We believe everyone has the right to feel safe — in their city, in their home, and in their skin. During 2020’s Black Lives Matter movement, Griselda Viteri, a Big Human employee born and raised in an urban community, started to wonder what she could do to create something that made the world a better place, or at least one that was easier to live in.
As Viteri saw an increase of people curating and sharing Instagram posts with resources that served as alternatives to calling the police, she started to envision a larger, more encompassing wealth of information. About 80% of 911 calls don’t need police intervention, so she wanted to help people rethink emergency situations by asking: Is there another way to solve this problem?
As a company, we’re proud to say we agreed with and supported her vision.

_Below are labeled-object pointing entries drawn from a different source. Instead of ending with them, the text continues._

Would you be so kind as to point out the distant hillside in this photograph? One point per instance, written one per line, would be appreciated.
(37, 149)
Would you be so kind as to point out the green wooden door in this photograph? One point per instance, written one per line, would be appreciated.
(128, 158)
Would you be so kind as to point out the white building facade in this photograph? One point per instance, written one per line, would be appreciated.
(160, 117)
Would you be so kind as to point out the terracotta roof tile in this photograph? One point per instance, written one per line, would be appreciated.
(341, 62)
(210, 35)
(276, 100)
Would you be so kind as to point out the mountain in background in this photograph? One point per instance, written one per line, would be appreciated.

This led to the creation of Subdial, a mobile app that provides first-responder options for incidents involving mental health, domestic disturbances, non-urgent crimes, homelessness, and more. To give access to as many people as possible, we made sure the free app is available for download on both Android and iOS.
Research & Strategy
The first steps of this in-house project? Collecting contacts and vetting information. This included calling the hotlines and organizations we found on social media and across the internet.
While all of the information we gathered is public, the resources we contacted were excited to be included in the app and shared program details that weren’t readily available online. Some directed us to more people to call. We connected with more than 800 nationwide services, and most were found on Don’t Call the Police, a website that lists community-based alternatives to police.

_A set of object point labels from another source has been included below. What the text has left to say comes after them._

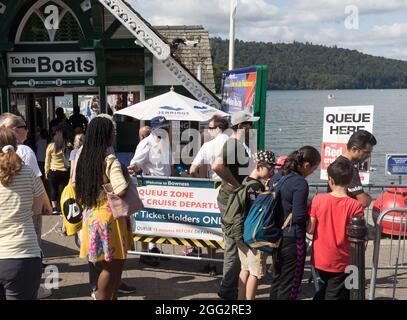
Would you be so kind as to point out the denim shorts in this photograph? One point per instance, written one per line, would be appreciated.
(20, 278)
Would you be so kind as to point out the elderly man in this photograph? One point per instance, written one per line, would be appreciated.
(153, 157)
(153, 154)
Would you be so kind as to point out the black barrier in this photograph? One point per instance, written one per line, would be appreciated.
(356, 232)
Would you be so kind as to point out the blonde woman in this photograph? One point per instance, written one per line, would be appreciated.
(19, 128)
(105, 240)
(77, 144)
(21, 194)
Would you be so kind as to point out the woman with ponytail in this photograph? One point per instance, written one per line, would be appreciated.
(288, 266)
(20, 198)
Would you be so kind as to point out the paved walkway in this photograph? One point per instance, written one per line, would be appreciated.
(174, 279)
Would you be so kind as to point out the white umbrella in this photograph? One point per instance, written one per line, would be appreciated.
(172, 106)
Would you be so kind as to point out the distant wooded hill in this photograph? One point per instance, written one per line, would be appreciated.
(307, 66)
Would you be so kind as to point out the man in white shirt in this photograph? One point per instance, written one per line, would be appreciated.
(212, 149)
(19, 127)
(153, 154)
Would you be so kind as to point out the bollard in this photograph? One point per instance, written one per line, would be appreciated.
(356, 232)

After consolidating and vetting the services, we organized them into categories and updated their descriptions. For the 2020 election, we also included information on voter registration, absentee ballots, polling places, and more.
Since Subdial is an app that connects people to resources in their own neighborhoods, we wanted to emphasize togetherness when it came to the branding.

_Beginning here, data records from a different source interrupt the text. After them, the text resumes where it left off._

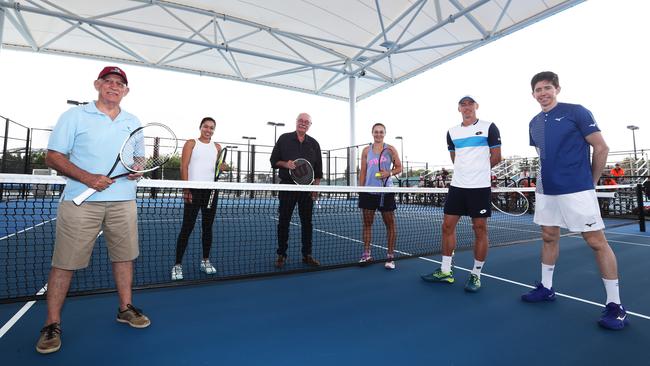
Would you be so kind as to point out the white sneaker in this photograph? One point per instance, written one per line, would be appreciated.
(207, 267)
(177, 272)
(365, 257)
(390, 265)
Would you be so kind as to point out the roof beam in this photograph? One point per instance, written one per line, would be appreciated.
(23, 29)
(452, 18)
(470, 17)
(150, 33)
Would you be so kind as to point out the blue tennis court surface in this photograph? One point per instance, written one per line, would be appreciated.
(366, 316)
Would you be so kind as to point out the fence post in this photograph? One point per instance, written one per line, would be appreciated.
(639, 199)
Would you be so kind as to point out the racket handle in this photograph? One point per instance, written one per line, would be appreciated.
(82, 197)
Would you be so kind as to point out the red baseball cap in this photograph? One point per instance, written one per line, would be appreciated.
(113, 70)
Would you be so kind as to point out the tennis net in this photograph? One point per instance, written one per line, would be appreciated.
(244, 232)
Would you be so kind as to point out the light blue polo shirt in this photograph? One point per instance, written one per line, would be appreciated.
(565, 158)
(92, 141)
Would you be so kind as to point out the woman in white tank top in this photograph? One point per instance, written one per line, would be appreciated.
(197, 164)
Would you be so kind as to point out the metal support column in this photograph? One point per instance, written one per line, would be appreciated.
(352, 154)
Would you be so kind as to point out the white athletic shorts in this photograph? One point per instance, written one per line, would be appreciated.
(578, 212)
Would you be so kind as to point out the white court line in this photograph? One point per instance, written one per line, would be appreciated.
(488, 275)
(19, 314)
(28, 229)
(29, 304)
(14, 319)
(531, 287)
(629, 234)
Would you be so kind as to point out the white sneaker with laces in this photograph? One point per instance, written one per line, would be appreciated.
(391, 263)
(207, 267)
(177, 272)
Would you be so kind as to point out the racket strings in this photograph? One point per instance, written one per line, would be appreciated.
(303, 173)
(148, 148)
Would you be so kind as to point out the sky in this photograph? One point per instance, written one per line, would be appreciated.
(596, 48)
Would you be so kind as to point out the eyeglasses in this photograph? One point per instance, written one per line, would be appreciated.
(113, 82)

The app’s logo represents the community. People coming together completes the circle and makes it whole. If you remove one, then the system is out of sync. The organizations and services in Subdial are often non-profits and community-led, which reiterates the idea that we’re all in this together. We all share the responsibility of keeping each other safe.
The entire purpose of Subdial is to help people navigate their personal situations easily and more effectively, so we made sure users had exactly what they needed when they needed it.
Since Subdial would be used in specific circumstances, we chose a subdued color palette with straightforward iconography that wouldn’t distract or confuse. The app itself is minimal in design, and the landing page, a screen of every service category, is the first thing people see when they open the app. Resources are tailored geographically and tagged for particular situations, streamlining and simplifying the process of finding specialized services. Users can also search for organizations and bookmark them for future reference.
Given the nature of Subidal, we were very aware of the importance of respecting user privacy. Users can choose whether or not they want to share their location, and they can set Subdial for a zip code or an entire city.
Like all of our projects, we thought about the app in terms of accessibility. It’s easy to navigate and inclusive of all users. For emergency situations, we added an “I need help now” button that directs users to a list of national organizations and hotlines that are open 24 hours a day. We still encourage users to dial 911 when necessary, so that number is also included.
All aspects of Subdial were kept relatively straightforward, even on the development side. We built the app’s architecture from scratch and used the headless CMS Contentful to manage all of the content. This allows us to easily update all of the information in the app without pushing new builds to the App Store or Google Play.
Subdial has resources in all 50 states, and we're working on expanding to smaller cities.
We rely on user feedback to discover and understand who’s using Subdial, how they’ve found it useful, and what services they need the most. Our team updates Subdial so we can maintain its relevance and ensure all information is current and accurate.